Farmers employ children to work in fields as engaging labourers turns costly

Will the tradition of child employment in agriculture be discontinued if the sector faces constant crises of labour availability and the debilitating increase in investment? Farmers will certainly be forced to accept a “helping hand” from their children when they try to cut cultivation costs.

The government’s effort in curbing child labour and enrolling children in schools through the Right to Education (RTE) seems to have been defeated partly because it has failed to control inflation in agriculture.
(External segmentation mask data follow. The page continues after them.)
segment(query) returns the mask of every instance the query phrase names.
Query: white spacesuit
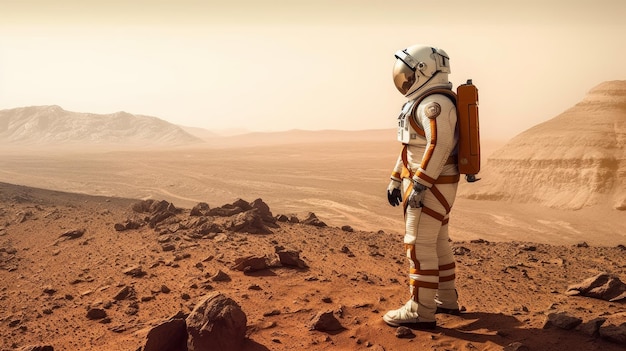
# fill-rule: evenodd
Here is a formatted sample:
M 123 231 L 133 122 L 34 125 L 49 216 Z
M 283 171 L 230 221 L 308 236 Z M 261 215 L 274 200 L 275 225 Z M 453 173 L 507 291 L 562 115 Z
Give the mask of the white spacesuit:
M 383 319 L 392 326 L 434 328 L 435 313 L 459 313 L 448 237 L 448 218 L 459 181 L 449 58 L 441 49 L 422 45 L 400 50 L 395 57 L 394 83 L 409 100 L 398 117 L 402 151 L 387 197 L 392 206 L 404 207 L 410 299 Z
As poor farmers with meagre land holdings can ill afford the costly labour, they cannot escape deployment of their children at least for minor works in the fields.

Governmental agencies like the Rajiv Vidya Mission (RVM) which look after the implementation of the RTE, have not yet formulated a policy to specifically “target” child employment in agriculture sector. “We do not have statistics related with children employed in agriculture but we do try to address the problem mostly through counselling of parents”, says Borekar Virender, Community Mobilisation Officer (CMO) in RVM, Adilabad.

“A mobilisation van keeps reaching out to farmer-parents in the rural areas. Our counsellors try to convince the parents to enrol their children in school”, he adds, as he explains the efforts being made by the premier agency.

This effort however, does not seem to be equal to the task. More and more children can now be found in fields working as casual labourers.

The services of children of a younger age are used mostly in lighter jobs which require their presence in the field only early in the morning. It is the teenagers, students from classes IX and X usually, who appear in the fields to take up regular work as labourers who actually face the risk of ending up drop-outs from school.

“Instead of calling it labour, I will just say our children are sharing our burden. If the government is serious about child labour, it should work towards making agriculture a cheaper proposition”, suggests tribal farmer Madavi Bhim Rao of Dubbaguda in Jainoor mandal.